Brindavan has always been well-known locally  but became much more of a tourist attraction in the late 1960s when it was discovered by Bollywood and particularly used  as setting for romantic encounters.  I’m not a film buff but Indian friends have mentioned that several hit song sequences and famous movie scenes have been set there including  humorous scenes from  Padosan (apparently an early cult movie from 1968)

and if you want a taste of what they were like  watch and listen to this song. ಸುತ್ತ ಮುತ್ತ ಯಾರು ಇಲ್ಲ. [You don’t need to understand Kannada the local language to get the drift]

Today the whole site is impressive but sadly just a shadow of what it was and it needs a big injection of Bollywood money to bring it back to a decent state. It’s currently run by Cauvery Irrigation Corporation a part of the state government but a major restoration and improvement project was announced in 2023 although there’s not much sign of it happening.

Apart from dealing with “deteriorating pathways, outdated fountain technology, obsolete lighting, inadequate infrastructure, and limited tourist amenities,”  the Cauvery Corporation “has put forth a proposal to transform the tourist facilities at Brindavan Gardens into state-of-the-art amenities…”to elevate the existing Brindavan Garden to a world-class standard, thereby preserving the heritage of Mysore and the KRS Dam.”
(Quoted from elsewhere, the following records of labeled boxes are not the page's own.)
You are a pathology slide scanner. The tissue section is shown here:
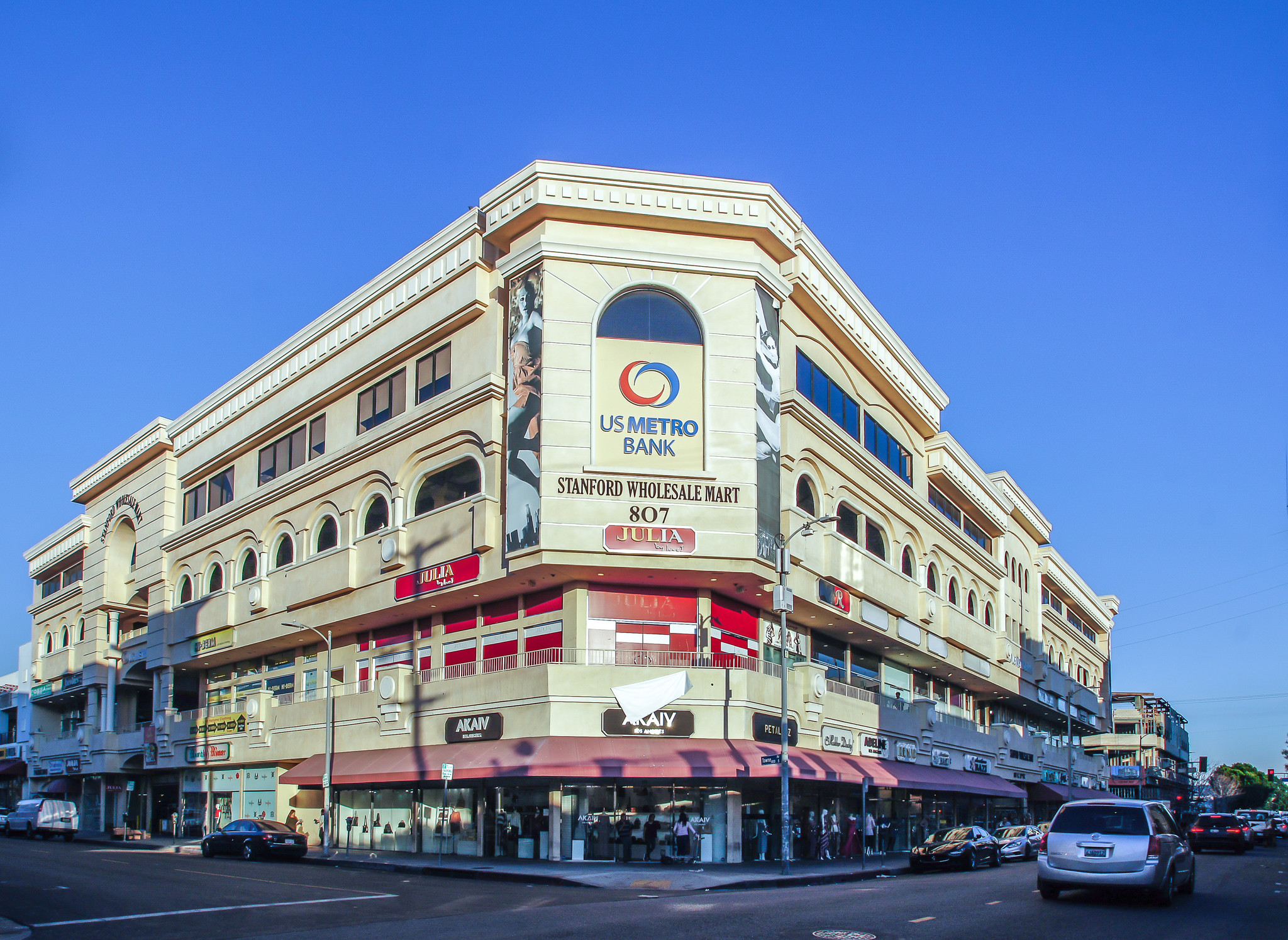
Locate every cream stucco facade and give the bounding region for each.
[26,162,1117,861]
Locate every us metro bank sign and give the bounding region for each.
[595,337,706,471]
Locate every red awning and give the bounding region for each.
[1029,783,1114,803]
[872,761,1025,797]
[0,761,27,776]
[280,736,1004,797]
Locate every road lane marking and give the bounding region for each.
[31,895,398,927]
[174,868,384,896]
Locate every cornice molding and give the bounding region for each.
[170,211,483,452]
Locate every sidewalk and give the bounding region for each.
[305,851,908,891]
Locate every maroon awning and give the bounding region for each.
[872,761,1024,797]
[0,761,27,776]
[1029,783,1114,803]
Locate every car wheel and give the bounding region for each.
[1154,870,1176,908]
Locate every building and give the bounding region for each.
[1085,693,1191,809]
[27,162,1117,861]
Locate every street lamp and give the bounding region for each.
[282,620,335,859]
[774,516,841,874]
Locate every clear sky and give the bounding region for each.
[0,1,1288,768]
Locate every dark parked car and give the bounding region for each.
[908,825,1002,873]
[1187,814,1248,855]
[201,819,309,861]
[993,825,1042,861]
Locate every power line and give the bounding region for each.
[1114,581,1288,630]
[1119,557,1288,612]
[1116,601,1288,649]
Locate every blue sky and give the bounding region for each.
[0,3,1288,767]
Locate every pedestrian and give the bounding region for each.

from the local tourism site

Despite everything  I was assured by people I spoke to there that despite its somewhat dilapidated state it still comes alive in the evenings and at festival times because not only are the gardens lit up with arrays of colourful lights but there is a laser  Light Show when the fountains  are synchronised with music, and run by  an aquatic organ.  Since most of the fountains were operating at a  pretty feeble level, if they were working at all I can only assume that additional water was released from the dam to get them to function properly.  If you like that sort of thing then you’ll easily find  plenty of images and video footage to/ show that they do [or at least did] work in spectacular fashion.

Unfortunately there’s very little I can suggest if you want more information. There’re plenty of short video clips showing Brindavan but very little about its history. I may well come up with some more when I research Krumbeigel but in the mean time if anyone knows of anything else useful please let me know.